Resumindo a ocasião, disse entre outras coisas o autor israelense, que perdeu um dos filhos na guerra entre Israel e Palestina e é reconhecido defensor da paz no Meio Oriente: “Não escrevo para escapar da tristeza ou enfrentá-la de maneira mais concreta. Não sou um escritor ‘escapista’. Escrever, em cada condição, em cada coisa que me aconteceu na vida, é uma forma de estar na situação. Há muitas distrações tão sofisticadas, tanta manipulação que não nos permite enfrentar a dureza e a tragédia da vida. Vivemos de uma maneira tão fugaz, que a forma de estar na vida é me enfrentar a ela e minha forma de fazer isso é escrevendo, nomeando a realidade à minha maneira”. Vargas Llosa se resumiu a elogiar sua eloquência e a defender missões extra-literárias da literatura para se adequar à discussão.
Hermanos
Não resta dúvidas de que Guadalajara é a casa da literatura latino-americana.
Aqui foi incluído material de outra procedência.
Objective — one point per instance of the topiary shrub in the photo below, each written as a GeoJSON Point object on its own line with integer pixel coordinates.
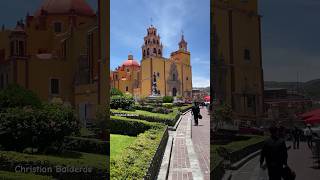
{"type": "Point", "coordinates": [17, 96]}
{"type": "Point", "coordinates": [123, 102]}
{"type": "Point", "coordinates": [167, 99]}
{"type": "Point", "coordinates": [115, 92]}
{"type": "Point", "coordinates": [41, 128]}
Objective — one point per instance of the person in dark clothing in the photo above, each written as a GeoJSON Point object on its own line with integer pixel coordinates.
{"type": "Point", "coordinates": [274, 152]}
{"type": "Point", "coordinates": [296, 134]}
{"type": "Point", "coordinates": [195, 112]}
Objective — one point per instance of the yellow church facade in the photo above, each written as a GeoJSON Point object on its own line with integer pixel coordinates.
{"type": "Point", "coordinates": [237, 72]}
{"type": "Point", "coordinates": [173, 75]}
{"type": "Point", "coordinates": [59, 53]}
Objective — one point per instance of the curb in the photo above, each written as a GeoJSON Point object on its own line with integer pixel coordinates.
{"type": "Point", "coordinates": [237, 165]}
{"type": "Point", "coordinates": [164, 169]}
{"type": "Point", "coordinates": [174, 128]}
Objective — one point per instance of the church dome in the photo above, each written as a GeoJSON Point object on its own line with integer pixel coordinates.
{"type": "Point", "coordinates": [130, 62]}
{"type": "Point", "coordinates": [80, 7]}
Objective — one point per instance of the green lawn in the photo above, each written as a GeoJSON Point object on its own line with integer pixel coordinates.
{"type": "Point", "coordinates": [118, 143]}
{"type": "Point", "coordinates": [5, 175]}
{"type": "Point", "coordinates": [76, 159]}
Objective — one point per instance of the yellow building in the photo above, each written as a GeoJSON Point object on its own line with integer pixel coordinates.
{"type": "Point", "coordinates": [57, 53]}
{"type": "Point", "coordinates": [173, 74]}
{"type": "Point", "coordinates": [237, 60]}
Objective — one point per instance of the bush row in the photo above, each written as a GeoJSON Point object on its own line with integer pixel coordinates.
{"type": "Point", "coordinates": [148, 117]}
{"type": "Point", "coordinates": [134, 162]}
{"type": "Point", "coordinates": [131, 127]}
{"type": "Point", "coordinates": [87, 145]}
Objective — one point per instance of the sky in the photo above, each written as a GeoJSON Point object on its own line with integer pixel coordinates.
{"type": "Point", "coordinates": [14, 10]}
{"type": "Point", "coordinates": [131, 18]}
{"type": "Point", "coordinates": [290, 39]}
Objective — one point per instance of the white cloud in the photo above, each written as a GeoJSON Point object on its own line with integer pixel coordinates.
{"type": "Point", "coordinates": [199, 81]}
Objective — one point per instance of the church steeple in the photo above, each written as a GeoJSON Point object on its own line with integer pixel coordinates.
{"type": "Point", "coordinates": [152, 45]}
{"type": "Point", "coordinates": [183, 45]}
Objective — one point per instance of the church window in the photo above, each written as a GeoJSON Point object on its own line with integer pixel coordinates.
{"type": "Point", "coordinates": [247, 55]}
{"type": "Point", "coordinates": [21, 48]}
{"type": "Point", "coordinates": [57, 27]}
{"type": "Point", "coordinates": [12, 48]}
{"type": "Point", "coordinates": [173, 77]}
{"type": "Point", "coordinates": [1, 81]}
{"type": "Point", "coordinates": [54, 86]}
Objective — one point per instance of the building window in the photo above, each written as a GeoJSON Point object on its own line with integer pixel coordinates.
{"type": "Point", "coordinates": [57, 27]}
{"type": "Point", "coordinates": [173, 77]}
{"type": "Point", "coordinates": [1, 81]}
{"type": "Point", "coordinates": [54, 86]}
{"type": "Point", "coordinates": [247, 55]}
{"type": "Point", "coordinates": [21, 48]}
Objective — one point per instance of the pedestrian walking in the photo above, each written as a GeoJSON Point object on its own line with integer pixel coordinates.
{"type": "Point", "coordinates": [274, 153]}
{"type": "Point", "coordinates": [308, 133]}
{"type": "Point", "coordinates": [296, 134]}
{"type": "Point", "coordinates": [195, 112]}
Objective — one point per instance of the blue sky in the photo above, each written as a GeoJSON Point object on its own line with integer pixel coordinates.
{"type": "Point", "coordinates": [290, 39]}
{"type": "Point", "coordinates": [131, 18]}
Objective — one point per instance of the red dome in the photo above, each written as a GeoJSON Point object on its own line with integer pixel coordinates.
{"type": "Point", "coordinates": [80, 7]}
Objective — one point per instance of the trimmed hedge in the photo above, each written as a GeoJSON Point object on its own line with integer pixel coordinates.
{"type": "Point", "coordinates": [134, 163]}
{"type": "Point", "coordinates": [22, 176]}
{"type": "Point", "coordinates": [88, 145]}
{"type": "Point", "coordinates": [131, 127]}
{"type": "Point", "coordinates": [168, 119]}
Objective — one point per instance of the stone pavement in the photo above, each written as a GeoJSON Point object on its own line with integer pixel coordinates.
{"type": "Point", "coordinates": [184, 164]}
{"type": "Point", "coordinates": [299, 160]}
{"type": "Point", "coordinates": [201, 141]}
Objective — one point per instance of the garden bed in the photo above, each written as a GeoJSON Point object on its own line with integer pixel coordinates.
{"type": "Point", "coordinates": [142, 158]}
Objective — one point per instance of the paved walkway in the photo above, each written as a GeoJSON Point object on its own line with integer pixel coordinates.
{"type": "Point", "coordinates": [201, 141]}
{"type": "Point", "coordinates": [299, 160]}
{"type": "Point", "coordinates": [184, 164]}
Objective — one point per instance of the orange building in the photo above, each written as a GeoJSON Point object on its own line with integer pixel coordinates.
{"type": "Point", "coordinates": [58, 53]}
{"type": "Point", "coordinates": [237, 61]}
{"type": "Point", "coordinates": [173, 74]}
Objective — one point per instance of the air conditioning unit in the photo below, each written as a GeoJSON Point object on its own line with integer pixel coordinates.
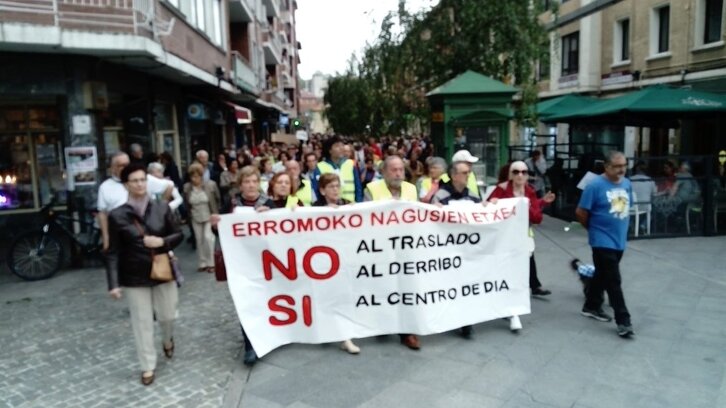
{"type": "Point", "coordinates": [95, 95]}
{"type": "Point", "coordinates": [196, 111]}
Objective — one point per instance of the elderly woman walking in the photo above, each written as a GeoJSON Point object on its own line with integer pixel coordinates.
{"type": "Point", "coordinates": [517, 186]}
{"type": "Point", "coordinates": [329, 185]}
{"type": "Point", "coordinates": [203, 200]}
{"type": "Point", "coordinates": [429, 185]}
{"type": "Point", "coordinates": [139, 230]}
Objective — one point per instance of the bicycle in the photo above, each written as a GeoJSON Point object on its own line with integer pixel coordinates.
{"type": "Point", "coordinates": [37, 255]}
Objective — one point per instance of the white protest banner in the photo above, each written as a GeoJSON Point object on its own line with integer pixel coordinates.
{"type": "Point", "coordinates": [320, 274]}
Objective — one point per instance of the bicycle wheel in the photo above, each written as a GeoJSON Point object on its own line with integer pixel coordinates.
{"type": "Point", "coordinates": [35, 256]}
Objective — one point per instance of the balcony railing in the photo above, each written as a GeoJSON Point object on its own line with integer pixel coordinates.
{"type": "Point", "coordinates": [244, 76]}
{"type": "Point", "coordinates": [273, 8]}
{"type": "Point", "coordinates": [271, 44]}
{"type": "Point", "coordinates": [125, 16]}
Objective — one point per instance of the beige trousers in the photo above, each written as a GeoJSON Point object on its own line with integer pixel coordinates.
{"type": "Point", "coordinates": [144, 302]}
{"type": "Point", "coordinates": [205, 243]}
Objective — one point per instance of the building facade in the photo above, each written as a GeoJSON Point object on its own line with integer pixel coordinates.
{"type": "Point", "coordinates": [171, 75]}
{"type": "Point", "coordinates": [610, 48]}
{"type": "Point", "coordinates": [606, 48]}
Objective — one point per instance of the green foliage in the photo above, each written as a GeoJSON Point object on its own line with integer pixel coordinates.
{"type": "Point", "coordinates": [387, 88]}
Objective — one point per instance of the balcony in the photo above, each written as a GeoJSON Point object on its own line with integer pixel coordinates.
{"type": "Point", "coordinates": [243, 75]}
{"type": "Point", "coordinates": [287, 79]}
{"type": "Point", "coordinates": [240, 11]}
{"type": "Point", "coordinates": [136, 17]}
{"type": "Point", "coordinates": [273, 8]}
{"type": "Point", "coordinates": [272, 46]}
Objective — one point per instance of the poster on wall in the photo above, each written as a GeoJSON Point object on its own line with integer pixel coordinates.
{"type": "Point", "coordinates": [82, 163]}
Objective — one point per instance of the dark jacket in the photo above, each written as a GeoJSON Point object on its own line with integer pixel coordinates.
{"type": "Point", "coordinates": [128, 261]}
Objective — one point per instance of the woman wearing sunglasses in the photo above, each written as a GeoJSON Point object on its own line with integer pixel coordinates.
{"type": "Point", "coordinates": [517, 186]}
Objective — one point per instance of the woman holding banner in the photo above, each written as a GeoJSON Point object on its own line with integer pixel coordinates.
{"type": "Point", "coordinates": [517, 186]}
{"type": "Point", "coordinates": [329, 185]}
{"type": "Point", "coordinates": [282, 192]}
{"type": "Point", "coordinates": [249, 196]}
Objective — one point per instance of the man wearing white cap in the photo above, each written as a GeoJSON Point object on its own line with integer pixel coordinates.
{"type": "Point", "coordinates": [465, 156]}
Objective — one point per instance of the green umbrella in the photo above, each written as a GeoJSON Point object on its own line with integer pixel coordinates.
{"type": "Point", "coordinates": [563, 105]}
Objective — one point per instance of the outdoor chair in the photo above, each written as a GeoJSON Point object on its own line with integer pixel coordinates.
{"type": "Point", "coordinates": [638, 209]}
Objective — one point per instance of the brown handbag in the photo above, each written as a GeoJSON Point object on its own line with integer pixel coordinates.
{"type": "Point", "coordinates": [160, 263]}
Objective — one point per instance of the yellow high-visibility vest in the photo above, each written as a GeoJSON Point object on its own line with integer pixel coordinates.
{"type": "Point", "coordinates": [379, 191]}
{"type": "Point", "coordinates": [347, 177]}
{"type": "Point", "coordinates": [305, 193]}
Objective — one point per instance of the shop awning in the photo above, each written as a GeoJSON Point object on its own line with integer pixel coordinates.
{"type": "Point", "coordinates": [563, 105]}
{"type": "Point", "coordinates": [648, 104]}
{"type": "Point", "coordinates": [243, 115]}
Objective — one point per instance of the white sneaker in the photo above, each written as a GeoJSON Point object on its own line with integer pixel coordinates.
{"type": "Point", "coordinates": [350, 347]}
{"type": "Point", "coordinates": [515, 324]}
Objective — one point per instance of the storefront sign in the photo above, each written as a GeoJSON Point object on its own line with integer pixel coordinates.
{"type": "Point", "coordinates": [568, 81]}
{"type": "Point", "coordinates": [81, 124]}
{"type": "Point", "coordinates": [81, 164]}
{"type": "Point", "coordinates": [613, 78]}
{"type": "Point", "coordinates": [284, 138]}
{"type": "Point", "coordinates": [317, 275]}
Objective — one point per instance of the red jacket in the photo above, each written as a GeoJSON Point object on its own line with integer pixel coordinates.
{"type": "Point", "coordinates": [506, 190]}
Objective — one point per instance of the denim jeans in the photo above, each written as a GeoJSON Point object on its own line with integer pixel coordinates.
{"type": "Point", "coordinates": [607, 279]}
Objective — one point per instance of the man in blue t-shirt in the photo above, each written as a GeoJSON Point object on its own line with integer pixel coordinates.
{"type": "Point", "coordinates": [604, 210]}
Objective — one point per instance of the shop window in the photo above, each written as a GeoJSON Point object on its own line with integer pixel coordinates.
{"type": "Point", "coordinates": [31, 167]}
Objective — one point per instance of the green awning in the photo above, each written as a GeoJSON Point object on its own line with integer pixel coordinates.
{"type": "Point", "coordinates": [650, 103]}
{"type": "Point", "coordinates": [563, 105]}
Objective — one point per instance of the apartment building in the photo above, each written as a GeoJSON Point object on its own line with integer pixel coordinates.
{"type": "Point", "coordinates": [170, 75]}
{"type": "Point", "coordinates": [606, 48]}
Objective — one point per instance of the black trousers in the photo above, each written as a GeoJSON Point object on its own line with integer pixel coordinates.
{"type": "Point", "coordinates": [248, 344]}
{"type": "Point", "coordinates": [534, 282]}
{"type": "Point", "coordinates": [607, 279]}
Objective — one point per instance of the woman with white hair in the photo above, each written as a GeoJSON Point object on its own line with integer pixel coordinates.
{"type": "Point", "coordinates": [517, 186]}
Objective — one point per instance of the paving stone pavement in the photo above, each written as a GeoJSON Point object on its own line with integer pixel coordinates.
{"type": "Point", "coordinates": [66, 344]}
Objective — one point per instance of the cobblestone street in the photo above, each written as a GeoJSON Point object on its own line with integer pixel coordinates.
{"type": "Point", "coordinates": [66, 343]}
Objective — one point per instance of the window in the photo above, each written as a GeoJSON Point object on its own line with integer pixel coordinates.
{"type": "Point", "coordinates": [621, 41]}
{"type": "Point", "coordinates": [712, 21]}
{"type": "Point", "coordinates": [31, 151]}
{"type": "Point", "coordinates": [660, 30]}
{"type": "Point", "coordinates": [570, 54]}
{"type": "Point", "coordinates": [543, 63]}
{"type": "Point", "coordinates": [216, 23]}
{"type": "Point", "coordinates": [200, 22]}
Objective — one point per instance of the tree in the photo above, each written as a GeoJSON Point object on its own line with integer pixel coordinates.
{"type": "Point", "coordinates": [350, 96]}
{"type": "Point", "coordinates": [498, 38]}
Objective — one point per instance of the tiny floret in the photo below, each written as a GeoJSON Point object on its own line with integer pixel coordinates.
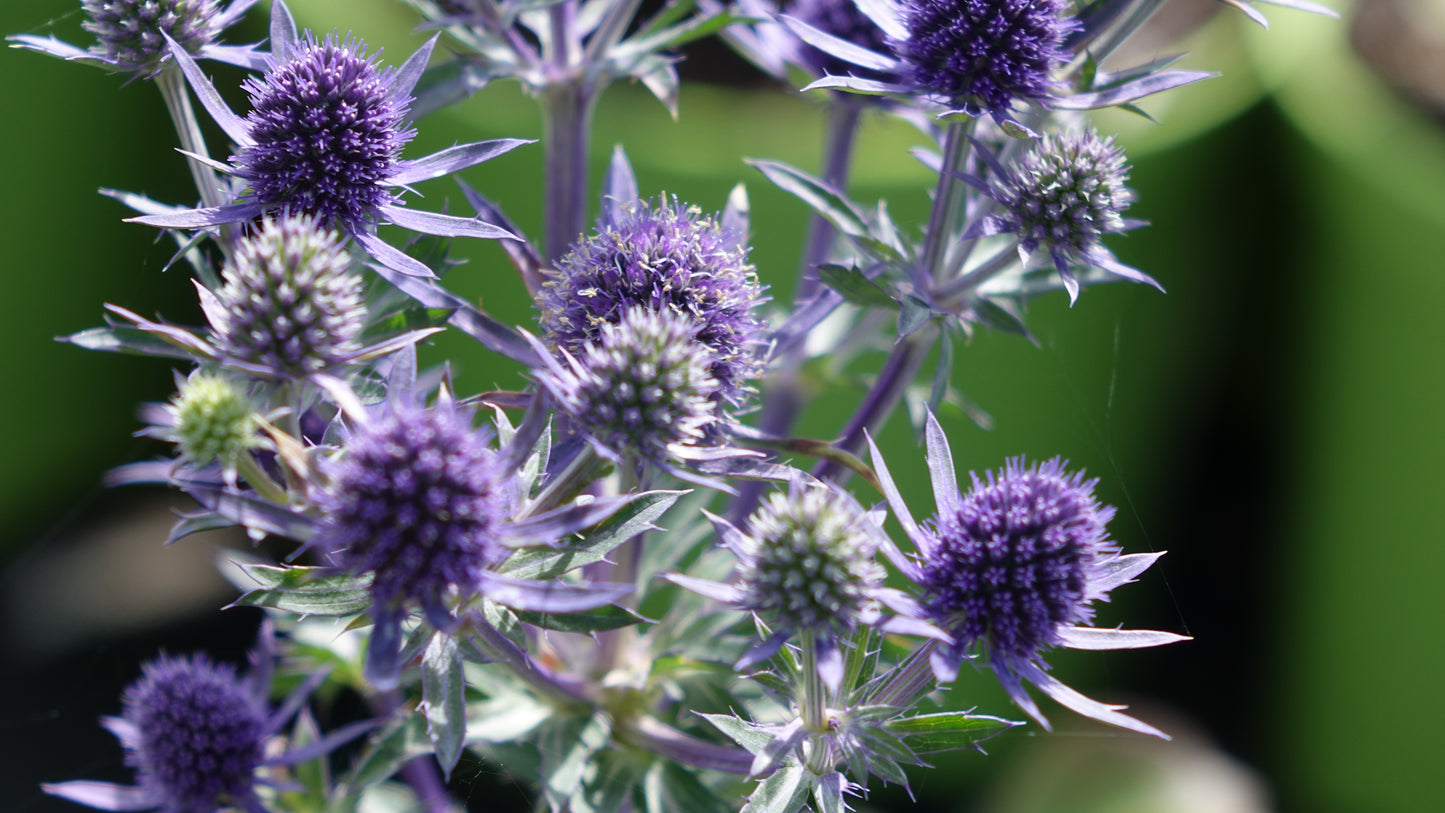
{"type": "Point", "coordinates": [1067, 192]}
{"type": "Point", "coordinates": [132, 32]}
{"type": "Point", "coordinates": [214, 420]}
{"type": "Point", "coordinates": [666, 257]}
{"type": "Point", "coordinates": [642, 389]}
{"type": "Point", "coordinates": [983, 55]}
{"type": "Point", "coordinates": [1015, 561]}
{"type": "Point", "coordinates": [327, 133]}
{"type": "Point", "coordinates": [808, 565]}
{"type": "Point", "coordinates": [416, 501]}
{"type": "Point", "coordinates": [198, 732]}
{"type": "Point", "coordinates": [291, 302]}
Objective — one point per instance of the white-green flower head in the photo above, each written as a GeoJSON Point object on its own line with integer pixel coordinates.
{"type": "Point", "coordinates": [808, 563]}
{"type": "Point", "coordinates": [642, 390]}
{"type": "Point", "coordinates": [291, 303]}
{"type": "Point", "coordinates": [214, 420]}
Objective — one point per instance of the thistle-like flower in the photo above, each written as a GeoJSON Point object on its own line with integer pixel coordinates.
{"type": "Point", "coordinates": [291, 303]}
{"type": "Point", "coordinates": [984, 55]}
{"type": "Point", "coordinates": [324, 139]}
{"type": "Point", "coordinates": [195, 732]}
{"type": "Point", "coordinates": [665, 257]}
{"type": "Point", "coordinates": [1013, 568]}
{"type": "Point", "coordinates": [1064, 195]}
{"type": "Point", "coordinates": [808, 568]}
{"type": "Point", "coordinates": [210, 420]}
{"type": "Point", "coordinates": [425, 507]}
{"type": "Point", "coordinates": [642, 389]}
{"type": "Point", "coordinates": [130, 35]}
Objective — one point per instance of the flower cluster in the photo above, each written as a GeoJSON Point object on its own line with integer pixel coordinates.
{"type": "Point", "coordinates": [581, 571]}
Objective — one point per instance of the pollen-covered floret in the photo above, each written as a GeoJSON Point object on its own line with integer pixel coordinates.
{"type": "Point", "coordinates": [291, 302]}
{"type": "Point", "coordinates": [1015, 561]}
{"type": "Point", "coordinates": [808, 565]}
{"type": "Point", "coordinates": [133, 32]}
{"type": "Point", "coordinates": [984, 54]}
{"type": "Point", "coordinates": [1067, 191]}
{"type": "Point", "coordinates": [327, 133]}
{"type": "Point", "coordinates": [197, 734]}
{"type": "Point", "coordinates": [642, 389]}
{"type": "Point", "coordinates": [666, 257]}
{"type": "Point", "coordinates": [416, 501]}
{"type": "Point", "coordinates": [213, 420]}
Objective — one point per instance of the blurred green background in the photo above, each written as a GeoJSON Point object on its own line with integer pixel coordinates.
{"type": "Point", "coordinates": [1273, 422]}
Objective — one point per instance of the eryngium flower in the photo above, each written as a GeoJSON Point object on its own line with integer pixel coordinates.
{"type": "Point", "coordinates": [984, 54]}
{"type": "Point", "coordinates": [195, 732]}
{"type": "Point", "coordinates": [132, 35]}
{"type": "Point", "coordinates": [808, 565]}
{"type": "Point", "coordinates": [291, 302]}
{"type": "Point", "coordinates": [1062, 197]}
{"type": "Point", "coordinates": [325, 139]}
{"type": "Point", "coordinates": [666, 257]}
{"type": "Point", "coordinates": [213, 420]}
{"type": "Point", "coordinates": [640, 389]}
{"type": "Point", "coordinates": [418, 503]}
{"type": "Point", "coordinates": [1013, 568]}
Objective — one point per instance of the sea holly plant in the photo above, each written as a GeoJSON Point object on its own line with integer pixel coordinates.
{"type": "Point", "coordinates": [614, 581]}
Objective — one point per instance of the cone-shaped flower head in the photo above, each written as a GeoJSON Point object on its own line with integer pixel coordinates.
{"type": "Point", "coordinates": [1068, 191]}
{"type": "Point", "coordinates": [1013, 568]}
{"type": "Point", "coordinates": [133, 32]}
{"type": "Point", "coordinates": [1015, 561]}
{"type": "Point", "coordinates": [213, 420]}
{"type": "Point", "coordinates": [665, 257]}
{"type": "Point", "coordinates": [200, 732]}
{"type": "Point", "coordinates": [291, 302]}
{"type": "Point", "coordinates": [983, 55]}
{"type": "Point", "coordinates": [642, 389]}
{"type": "Point", "coordinates": [808, 565]}
{"type": "Point", "coordinates": [418, 503]}
{"type": "Point", "coordinates": [327, 133]}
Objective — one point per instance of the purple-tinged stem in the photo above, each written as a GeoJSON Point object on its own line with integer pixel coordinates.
{"type": "Point", "coordinates": [419, 773]}
{"type": "Point", "coordinates": [898, 373]}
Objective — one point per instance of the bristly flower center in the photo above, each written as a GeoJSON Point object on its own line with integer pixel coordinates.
{"type": "Point", "coordinates": [130, 31]}
{"type": "Point", "coordinates": [1012, 563]}
{"type": "Point", "coordinates": [327, 133]}
{"type": "Point", "coordinates": [984, 54]}
{"type": "Point", "coordinates": [200, 732]}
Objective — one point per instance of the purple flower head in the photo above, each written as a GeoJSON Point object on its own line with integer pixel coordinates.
{"type": "Point", "coordinates": [665, 257]}
{"type": "Point", "coordinates": [418, 501]}
{"type": "Point", "coordinates": [291, 302]}
{"type": "Point", "coordinates": [324, 139]}
{"type": "Point", "coordinates": [130, 35]}
{"type": "Point", "coordinates": [195, 732]}
{"type": "Point", "coordinates": [640, 389]}
{"type": "Point", "coordinates": [1062, 197]}
{"type": "Point", "coordinates": [983, 55]}
{"type": "Point", "coordinates": [327, 133]}
{"type": "Point", "coordinates": [1013, 568]}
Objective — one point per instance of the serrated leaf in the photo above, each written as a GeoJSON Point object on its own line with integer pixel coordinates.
{"type": "Point", "coordinates": [604, 537]}
{"type": "Point", "coordinates": [444, 701]}
{"type": "Point", "coordinates": [851, 285]}
{"type": "Point", "coordinates": [505, 718]}
{"type": "Point", "coordinates": [947, 731]}
{"type": "Point", "coordinates": [307, 591]}
{"type": "Point", "coordinates": [783, 792]}
{"type": "Point", "coordinates": [610, 617]}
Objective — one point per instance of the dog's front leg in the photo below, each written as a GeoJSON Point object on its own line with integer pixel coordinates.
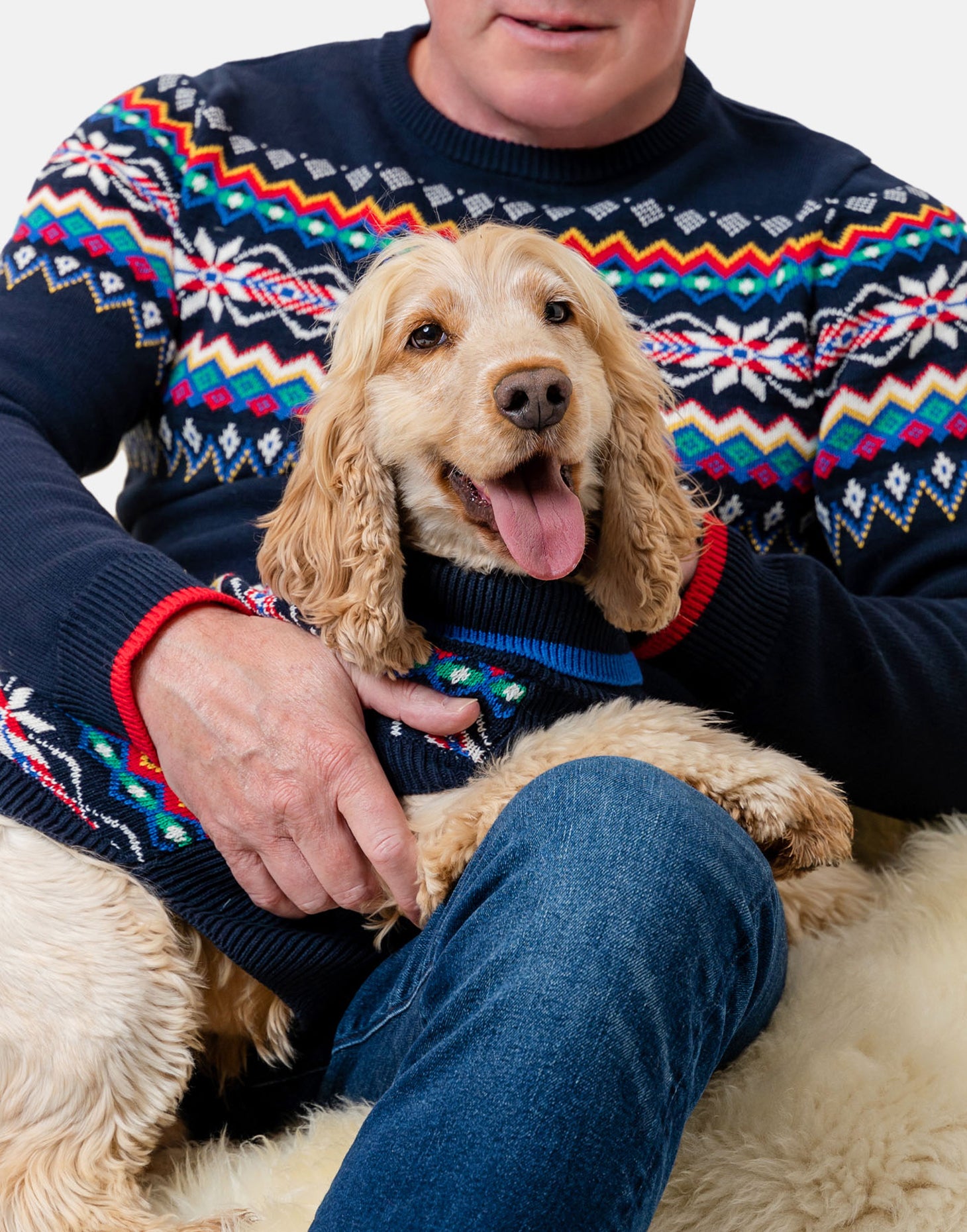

Mas nós, latino-americanos, aparentemente precisamos mais do que uma casa para os nossos livros. Necessitamos maior circulação literária na região.
Claro que a feira é um impulso e tanto, inclusive para que o Brasil se integre mais com vizinhos como a Argentina e não tão vizinhos como o México – só pra citar dois grandes mercados afins. O primeiro será o país homenageado da FIL no ano que vem, o segundo anda fazendo grandes esforços, através de seu maior evento literário, para nos ter próximos. Está na hora de retribuir o compadrismo e tirar melhor proveito da já gasta palavra “hermanos”, que tanto se escuta nos corredores do evento e aqui pouco se aplica.